A list containing the following elements:

  • Average predicted probability for Group 1

  • Average predicted probability for Group 2

  • Difference in average predicted probability

  • Ratio in average predicted probability If confidence intervals are computed (confint = TRUE):

  • A vector of length 2 containing the lower and upper bounds of the 95% confidence interval for the difference in average predicted probability

  • A vector of length 2 containing the lower and upper bounds of the 95% confidence interval for the ratio in average predicted probability

Examples

# \donttest{
library(fairmetrics)
library(dplyr)
library(magrittr)
library(randomForest)
data("mimic_preprocessed")
set.seed(123)
train_data <- mimic_preprocessed %>%
  dplyr::filter(dplyr::row_number() <= 700)
# Fit a random forest model
rf_model <- randomForest::randomForest(factor(day_28_flg) ~ ., data = train_data, ntree = 1000)
# Test the model on the remaining data
test_data <- mimic_preprocessed %>%
  dplyr::mutate(gender = ifelse(gender_num == 1, "Male", "Female")) %>%
  dplyr::filter(dplyr::row_number() > 700)

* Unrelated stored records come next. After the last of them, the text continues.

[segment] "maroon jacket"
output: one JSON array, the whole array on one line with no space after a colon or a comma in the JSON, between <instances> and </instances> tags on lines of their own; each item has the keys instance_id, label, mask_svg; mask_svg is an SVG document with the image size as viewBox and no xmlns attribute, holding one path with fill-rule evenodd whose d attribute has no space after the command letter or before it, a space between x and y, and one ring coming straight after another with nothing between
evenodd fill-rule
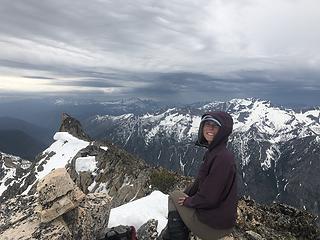
<instances>
[{"instance_id":1,"label":"maroon jacket","mask_svg":"<svg viewBox=\"0 0 320 240\"><path fill-rule=\"evenodd\" d=\"M194 184L185 191L189 197L184 205L196 208L201 222L215 229L228 229L235 225L238 200L234 156L226 148L233 121L225 112L208 114L219 120L221 127L213 142L206 145L200 124L198 144L208 150Z\"/></svg>"}]
</instances>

test_data$pred <- predict(rf_model, newdata = test_data, type = "prob")[, 2]

# Fairness evaluation
# We will use sex as the sensitive attribute and day_28_flg as the outcome.

# Evaluate Balance for Positive Class
eval_pos_class_bal(
  data = test_data,
  outcome = "day_28_flg",
  group = "gender",
  probs = "pred"
)
#> There is evidence that the model does not satisfy
#>             balance for positive class.
#>                 Metric GroupFemale GroupMale Difference  95% Diff CI Ratio
#> 1 Avg. Predicted Prob.        0.46      0.37       0.09 [0.04, 0.14]  1.24
#>   95% Ratio CI
#> 1 [1.09, 1.42]
# }